Mais au fil des ans les uppercuts ont été si nombreux que je ne me risquerais pas à me lancer dans une énumération. Simplement, je peux dire qu’après avoir quitté l’organisation de L’Étrange Festival de Strasbourg quelques années avant sa fin (17 éditions et puis s’en vont), c’est grâce à la si vivante culture amassée en ces lieux magnifiquement fréquentés que j’ai pu durablement alimenter, de manière aussi variée, la défunte case Trash d’arte.tv. Au petit jeu du “si vous avez aimé, vous aimerez“, j’en avais sous le coude !


Et donc, cette année ?

 

Pour sa 23e édition, L’Étrange Festival – toujours dirigé, on l’a dit, par Frédéric Temps et rejoint entre-temps par Philippe Lux à la programmation– invite d’autres passeurs à enrichir la fête. Avec en particulier un focus sur le festival de Sitges qui souffle cette année ses 50 bougies (c’est le doyen des festivals de cinéma fantastique européens). Sont également prévues plusieurs cartes blanches (une des belles spécificités de la manifestation) dont une à l’émission Mauvais genres qui fête ses 20 ans, et une autre au duo Caro/Jeunet reformé pour l’occasion –en parallèle, la Halle Saint-Pierre leur consacre une exposition qu’il ne faudra pas manquer ! Côté événementiel, sans prétendre à l’exhaustivité, notons encore la performance de Tom de Pekin histoire de se souvenir que depuis toujours à L’Étrange, l’art live est aussi le bienvenu. Et pour finir, un gros point d’interrogation à côté du nom de Boris Szulzinger,  réalisateur belge a l’air bien perché, dont trois films seront montrés en sa présence.

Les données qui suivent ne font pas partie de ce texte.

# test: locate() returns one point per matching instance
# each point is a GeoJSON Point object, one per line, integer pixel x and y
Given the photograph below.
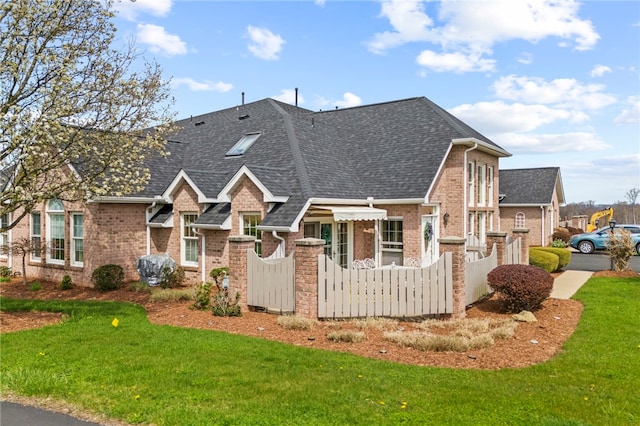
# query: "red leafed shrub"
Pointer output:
{"type": "Point", "coordinates": [523, 287]}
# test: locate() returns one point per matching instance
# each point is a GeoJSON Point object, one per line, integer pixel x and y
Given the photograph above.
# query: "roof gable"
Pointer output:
{"type": "Point", "coordinates": [532, 186]}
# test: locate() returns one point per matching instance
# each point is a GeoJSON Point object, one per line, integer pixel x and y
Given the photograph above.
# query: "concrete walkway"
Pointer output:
{"type": "Point", "coordinates": [566, 285]}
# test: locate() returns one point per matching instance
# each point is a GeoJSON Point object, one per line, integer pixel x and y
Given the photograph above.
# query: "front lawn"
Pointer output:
{"type": "Point", "coordinates": [144, 373]}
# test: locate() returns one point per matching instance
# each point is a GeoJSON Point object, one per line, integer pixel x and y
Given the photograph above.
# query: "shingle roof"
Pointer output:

Tant de belles choses… Faites-vous en une idée en consultant le programme en ligne ! Pour ma part j’essayerai d’en revenir avec un petit compte-rendu. Mais vous vous en souvenez, il me reste un vieux chat à la maison, et mes fidèles cat-sitters ont la mauvaise habitude de prendre leurs vacances au mois de septembre, ce qui contrarie systématiquement mes visites à L’Étrange Festival…  Bah j’irai quand même y faire un saut : ce sera trop court, mais forcément bon. Et nous nous y croiserons peut-être ? Au plaisir.